3. Filter rows where reaction time is > 100ms and < 725ms

Code
# Your code here

# Hint: You should write a logical expression
Code
df_1.filter(
    (col('rt') > 100) & (col('rt') < 725)
)
shape: (12, 3)
participant accuracy rt
i64 i64 f64
1 44 261.28435
1 67 713.555026
1 67 362.682105
2 9 502.974663
2 83 424.866821
2 87 491.05526
3 70 439.524973
3 88 644.801272
3 12 571.800553
3 58 715.224208

Saving re-usable expressions

When you find yourself creating complex expressions that you want to re-use later on, perhaps across other DataFrames, you can save them as re-usable functions!

For example, Polars doesn’t include an operation to calculate a z-score by default. But we know how to do that manually. So let’s create a function called scale that defines an expression we can reuse.

Code
def scale(column_name):
    """Reminder:
        z-score = (x - x.mean() / x.std())
    """
    return (col(column_name) - col(column_name).mean()) / col(column_name).std()
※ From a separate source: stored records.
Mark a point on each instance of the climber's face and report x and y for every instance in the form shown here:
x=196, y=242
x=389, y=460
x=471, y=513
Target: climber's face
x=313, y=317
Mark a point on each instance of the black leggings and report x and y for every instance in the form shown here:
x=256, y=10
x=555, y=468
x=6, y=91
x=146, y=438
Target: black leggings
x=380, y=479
This is a function that accepts a single argument column_name, and then uses the col selector from Polars to select a column and calculate its z-score.

We can now use this expression in any context saves us a ton of typing and typos!
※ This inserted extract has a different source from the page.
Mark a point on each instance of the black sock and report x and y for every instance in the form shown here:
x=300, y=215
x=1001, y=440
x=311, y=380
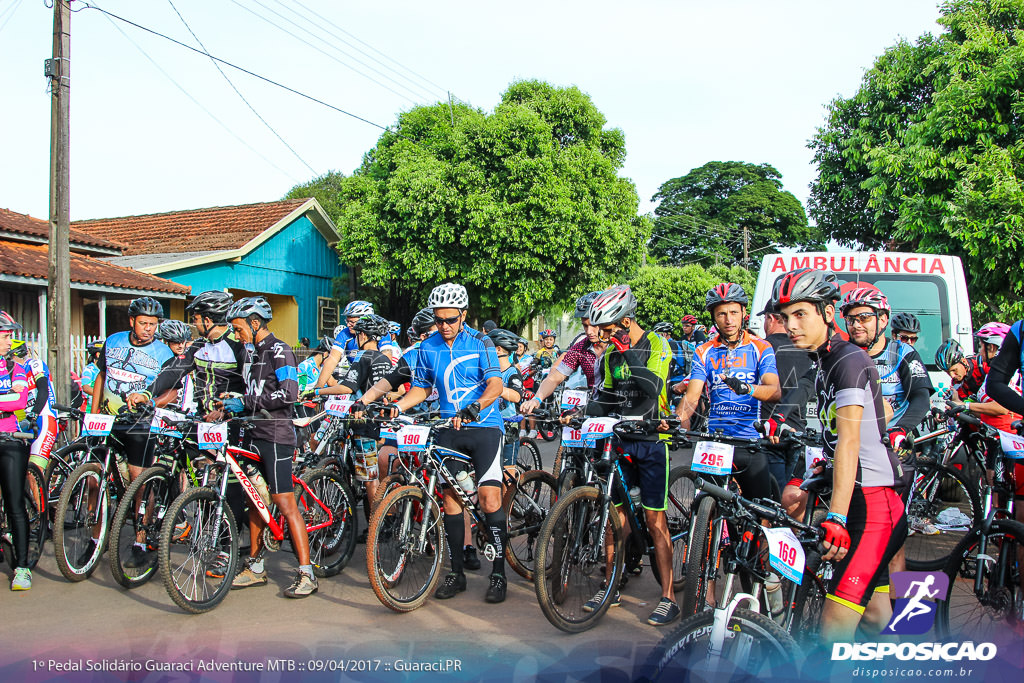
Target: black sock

For example just across all accuracy scores:

Code
df_1.select(
    acc_z=scale('accuracy')
)
shape: (15, 1)
acc_z
f64
-0.446194
-0.335262
0.293354
0.404287
0.404287
0.515219
1.180812
1.180812
-1.629472
0.07149

Or as a more realistic example: z-score separately by participant

This is a great example of where .with_columns + .over() can come in super-handy.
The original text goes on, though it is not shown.